Takich osób jak pani powinno być więcej!
Skoro w tak dużym mieście jak Tarnów, jest tak mało rodzin zastepczych, to może ktoś powinien się zastanowić.
no ale mi szok , nie ma warunków to lepiej że oddała…………
Matka podjęła trudną, racjonalną decyzję po 6 latach opiekowania się dziećmi, ciąż, rodzenia. Ma prawo czuć się wyczerpana i myślę że potrzebuje pomocy. Czy ją otrzyma? Powinna mieć czas na zmianę decyzji gdy odpocznie.A szanowny „tatuś” może dałby coś z siebie? Jakąś odpowiedzialnością się wykazał?
A dlaczego MOPS i Państwo nie zastanawia się skąd ta decyzja dlaczego matce nie pomóc. Oddała nie zabiła nie wytrzymała może psychicznie, wymaga to chyba zastanowienia czy pomoc nie powinna iść w jej kierunku, trochę dobrej woli, przyjaznych ludzi.
Witam,
A jesli mieszka sie za granica? Jak prawnie wyglada stworzenie takiej rodziny zastepczej? Dziekuje z gory na informacje!
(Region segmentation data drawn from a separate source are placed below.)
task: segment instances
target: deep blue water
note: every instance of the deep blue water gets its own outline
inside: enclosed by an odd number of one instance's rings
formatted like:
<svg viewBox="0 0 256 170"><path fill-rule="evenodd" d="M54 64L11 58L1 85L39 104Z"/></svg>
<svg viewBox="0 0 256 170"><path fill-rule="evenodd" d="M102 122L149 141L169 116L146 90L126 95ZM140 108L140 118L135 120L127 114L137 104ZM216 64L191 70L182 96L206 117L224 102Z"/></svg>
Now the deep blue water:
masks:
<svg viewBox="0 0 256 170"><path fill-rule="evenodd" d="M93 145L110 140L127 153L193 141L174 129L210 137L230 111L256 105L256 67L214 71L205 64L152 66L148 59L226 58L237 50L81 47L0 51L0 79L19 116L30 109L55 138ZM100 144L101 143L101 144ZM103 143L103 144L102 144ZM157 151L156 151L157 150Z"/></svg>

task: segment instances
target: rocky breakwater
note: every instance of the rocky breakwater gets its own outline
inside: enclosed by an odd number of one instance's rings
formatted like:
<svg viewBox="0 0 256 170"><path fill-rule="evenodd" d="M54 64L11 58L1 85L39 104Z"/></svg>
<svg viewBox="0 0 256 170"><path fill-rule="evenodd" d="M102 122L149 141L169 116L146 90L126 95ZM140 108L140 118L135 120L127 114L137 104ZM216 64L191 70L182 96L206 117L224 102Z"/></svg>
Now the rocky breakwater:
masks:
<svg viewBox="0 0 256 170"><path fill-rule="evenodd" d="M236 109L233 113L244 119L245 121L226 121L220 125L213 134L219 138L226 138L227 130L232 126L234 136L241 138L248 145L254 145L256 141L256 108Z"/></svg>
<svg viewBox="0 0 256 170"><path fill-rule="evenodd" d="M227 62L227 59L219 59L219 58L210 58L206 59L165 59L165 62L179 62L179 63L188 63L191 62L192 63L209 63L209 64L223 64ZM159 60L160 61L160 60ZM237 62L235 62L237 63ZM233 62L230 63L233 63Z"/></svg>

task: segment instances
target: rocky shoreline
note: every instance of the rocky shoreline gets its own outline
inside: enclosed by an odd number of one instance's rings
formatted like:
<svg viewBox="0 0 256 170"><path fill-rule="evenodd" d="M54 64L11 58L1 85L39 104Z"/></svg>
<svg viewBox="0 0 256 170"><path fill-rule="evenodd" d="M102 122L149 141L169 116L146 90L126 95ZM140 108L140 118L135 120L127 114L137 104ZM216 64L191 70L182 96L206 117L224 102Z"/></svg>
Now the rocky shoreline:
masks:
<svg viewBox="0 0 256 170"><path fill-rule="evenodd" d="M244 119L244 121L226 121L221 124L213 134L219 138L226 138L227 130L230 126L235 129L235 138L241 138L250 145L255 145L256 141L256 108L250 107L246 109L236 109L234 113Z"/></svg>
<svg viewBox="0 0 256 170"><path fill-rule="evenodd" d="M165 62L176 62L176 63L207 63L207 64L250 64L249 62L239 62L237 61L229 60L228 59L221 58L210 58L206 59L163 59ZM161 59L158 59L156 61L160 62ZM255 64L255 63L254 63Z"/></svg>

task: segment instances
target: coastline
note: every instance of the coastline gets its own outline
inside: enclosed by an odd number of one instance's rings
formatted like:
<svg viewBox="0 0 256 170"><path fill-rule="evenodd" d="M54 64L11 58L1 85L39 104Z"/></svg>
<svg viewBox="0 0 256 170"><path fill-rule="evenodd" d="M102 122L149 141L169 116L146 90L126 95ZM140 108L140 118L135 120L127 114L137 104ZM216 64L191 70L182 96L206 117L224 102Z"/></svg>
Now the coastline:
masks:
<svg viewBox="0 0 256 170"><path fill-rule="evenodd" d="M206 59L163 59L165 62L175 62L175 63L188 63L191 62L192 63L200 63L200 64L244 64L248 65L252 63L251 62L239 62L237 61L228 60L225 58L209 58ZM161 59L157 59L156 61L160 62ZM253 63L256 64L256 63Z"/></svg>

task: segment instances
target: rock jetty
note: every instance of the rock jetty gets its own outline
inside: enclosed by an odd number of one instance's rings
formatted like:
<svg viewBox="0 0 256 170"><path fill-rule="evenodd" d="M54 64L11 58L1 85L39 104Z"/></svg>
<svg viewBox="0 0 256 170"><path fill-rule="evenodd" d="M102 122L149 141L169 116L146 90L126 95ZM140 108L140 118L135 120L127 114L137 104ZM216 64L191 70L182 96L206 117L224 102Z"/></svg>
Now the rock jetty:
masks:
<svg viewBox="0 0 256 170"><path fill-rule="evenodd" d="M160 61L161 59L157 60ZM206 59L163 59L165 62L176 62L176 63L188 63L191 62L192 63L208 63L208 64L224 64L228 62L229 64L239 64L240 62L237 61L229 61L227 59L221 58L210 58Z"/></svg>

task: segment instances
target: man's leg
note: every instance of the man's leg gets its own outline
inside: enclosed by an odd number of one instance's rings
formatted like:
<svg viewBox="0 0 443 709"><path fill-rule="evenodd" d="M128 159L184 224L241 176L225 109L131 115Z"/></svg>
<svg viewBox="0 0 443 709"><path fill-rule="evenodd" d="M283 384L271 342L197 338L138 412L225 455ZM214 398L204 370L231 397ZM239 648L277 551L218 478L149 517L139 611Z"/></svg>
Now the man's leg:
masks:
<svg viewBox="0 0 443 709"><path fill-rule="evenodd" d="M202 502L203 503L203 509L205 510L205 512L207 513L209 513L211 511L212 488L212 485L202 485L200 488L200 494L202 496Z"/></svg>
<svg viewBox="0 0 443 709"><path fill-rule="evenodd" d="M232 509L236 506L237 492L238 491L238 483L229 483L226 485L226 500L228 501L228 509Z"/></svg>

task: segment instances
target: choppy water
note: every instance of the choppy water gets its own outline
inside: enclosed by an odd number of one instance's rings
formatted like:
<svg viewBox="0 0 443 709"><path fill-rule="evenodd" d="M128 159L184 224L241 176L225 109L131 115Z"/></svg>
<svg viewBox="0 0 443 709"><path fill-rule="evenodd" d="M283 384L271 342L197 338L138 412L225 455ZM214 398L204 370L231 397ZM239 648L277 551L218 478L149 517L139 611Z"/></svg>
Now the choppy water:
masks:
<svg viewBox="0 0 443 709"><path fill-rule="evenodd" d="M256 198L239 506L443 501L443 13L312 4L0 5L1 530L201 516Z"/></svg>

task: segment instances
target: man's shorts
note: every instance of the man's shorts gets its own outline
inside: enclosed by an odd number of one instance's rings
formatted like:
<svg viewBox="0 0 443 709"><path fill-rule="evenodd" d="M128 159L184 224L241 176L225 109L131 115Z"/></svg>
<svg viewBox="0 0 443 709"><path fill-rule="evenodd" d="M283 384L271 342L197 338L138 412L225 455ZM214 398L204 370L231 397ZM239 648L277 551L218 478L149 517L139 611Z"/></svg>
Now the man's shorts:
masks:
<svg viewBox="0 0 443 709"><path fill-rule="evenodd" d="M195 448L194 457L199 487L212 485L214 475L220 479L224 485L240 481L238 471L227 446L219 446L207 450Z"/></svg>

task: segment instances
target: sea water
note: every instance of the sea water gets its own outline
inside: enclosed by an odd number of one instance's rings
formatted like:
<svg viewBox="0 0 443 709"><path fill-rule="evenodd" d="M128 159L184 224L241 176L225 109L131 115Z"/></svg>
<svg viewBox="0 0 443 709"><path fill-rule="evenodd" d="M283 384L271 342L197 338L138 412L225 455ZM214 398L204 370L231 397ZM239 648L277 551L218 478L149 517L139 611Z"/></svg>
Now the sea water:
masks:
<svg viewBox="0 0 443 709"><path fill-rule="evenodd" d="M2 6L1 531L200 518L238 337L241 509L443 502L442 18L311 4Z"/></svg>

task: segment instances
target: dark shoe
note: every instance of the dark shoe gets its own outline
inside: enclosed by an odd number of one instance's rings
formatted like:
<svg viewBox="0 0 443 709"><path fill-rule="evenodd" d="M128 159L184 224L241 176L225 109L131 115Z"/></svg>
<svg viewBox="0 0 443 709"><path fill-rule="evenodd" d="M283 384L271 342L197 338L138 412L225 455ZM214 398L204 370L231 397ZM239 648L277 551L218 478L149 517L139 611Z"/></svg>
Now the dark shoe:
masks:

Można też szukać rodziny zastępczej zawodowej w innym mieście lub powiecie.
Niezły dorobek 25 lat i czworo dzieci.
Jeśli się nie ma warunków to wystarczy pomyśleć, skąd się biorą dzieci i jak to się dzieje że pojawiają się kolejne. Urodzić-wyrzucić, urodzić-oddać , trochę wyobraźni i odpowiedzialności przydało by się.
A swoją drogą komponenta depresyjna ujawnia się u tej kobiety więc specjalista potrzebny” na wczoraj” .
A dzieciom cóż , życzę aby odnalazły ciepły, rodzinny dom a w nim miłość na zawsze nie na kilka lat….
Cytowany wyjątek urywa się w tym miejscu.